Spinoza, “Descartes dualizmi”ne tekçi (monist) bir karakter kazandırmaya çalışır. Ona göre tanrı ile varlık, ruh ile beden, etik ile metafizik aynı şeydir. Tanrı, varolan yegane cevherdir. Yıldızlardan tutkularımıza kadar herşey yaratılmamış bu ezeli cevherle doludur. Ortaya çıkan kozmik düzen, öylesine uyumlu bir nedenselliğe sahiptir ki, burada tesadüfe de mucizelere de yer yoktur. Evrenin her zerresi akılla doludur ve “tanrı” denilen kavram doğadaki nedensellikten başka bir şey değildir. Tanrıyı akılla anlamak mümkün olduğundan, inanca yer yoktur.
Spinoza’nın peygamberler ile ilgili görüşleri ise çok çarpıcıdır. Ona göre peygamberler, tanrı ile farklı şekillerde irtibat kurabilen özel kişilerdir. Sıradan insanlara göre muhayyileleri daha güçlüdür. Ona göre İsa peygamber, tanrıyla doğrudan konuşabilen tek peygamberdir. Çünkü, tutkularının esiri olmayan tek peygamber odur. Başta mucizeleri olmak üzere İsa Mesih ile ilgili anlatılanların çoğu ise sonradan uydurulmuş hurafelerdir.

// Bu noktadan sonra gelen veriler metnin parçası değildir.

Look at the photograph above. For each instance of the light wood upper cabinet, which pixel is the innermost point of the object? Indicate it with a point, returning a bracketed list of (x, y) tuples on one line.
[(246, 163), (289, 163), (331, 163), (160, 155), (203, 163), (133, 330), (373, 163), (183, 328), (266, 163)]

Mesihin mistik yönünü yok sayıp, onu bir bilgeye dönüştürmesi ilahiyat çevrelerini çileden çıkarır fakat geri adım da atmaz.
Özellikle ilahiyat çevreleri, onun tanrı-doğa ilişkisi üzerine panteist fikirlerinin; deist, ateist düşüncelere kapı araladığını söyler.
14.Louis’e ithaf edilmek üzere bir kitap yazması karşılığında ömür boyu kraliyet maaşı teklif edilmiş ancak ahlaki sebeplerle reddetmiştir. Aynı yıl, Almanya’nın en eski üniversitesi olan Heidelberg Üniversitesi Felsefe Bölümü, “halkın inançlarına saygı göstermesi” halinde profesörlük teklif etmiş ancak şart koşmaları üzerine bu teklifi de reddetmiştir.
Spinoza’nın metafizik görüşlerinin, kendisinden yüzyıllar önce yaşamış Muhyiddin İbni Arabi’nin, “Vahdeti vücut ” görüşüyle benzerlikler gösterdiği de bazı çevreler tarafından söylenmektedir.
1652 yılında babasının tüm karşı çıkışına rağmen mercek yontma işine başlar. Geçimini bu şekilde sağlar. Ancak 45 yaşındaki ölümünün de solunum yolları üzerindeki etkileri nedeniyle, bu yontma işinden kaynaklandığı düşünülmektedir.
Sağlığında yayınlamak istemediği için, “Etika” dahil pek çok eseri, ölümünden sonra yayımlanmıştır.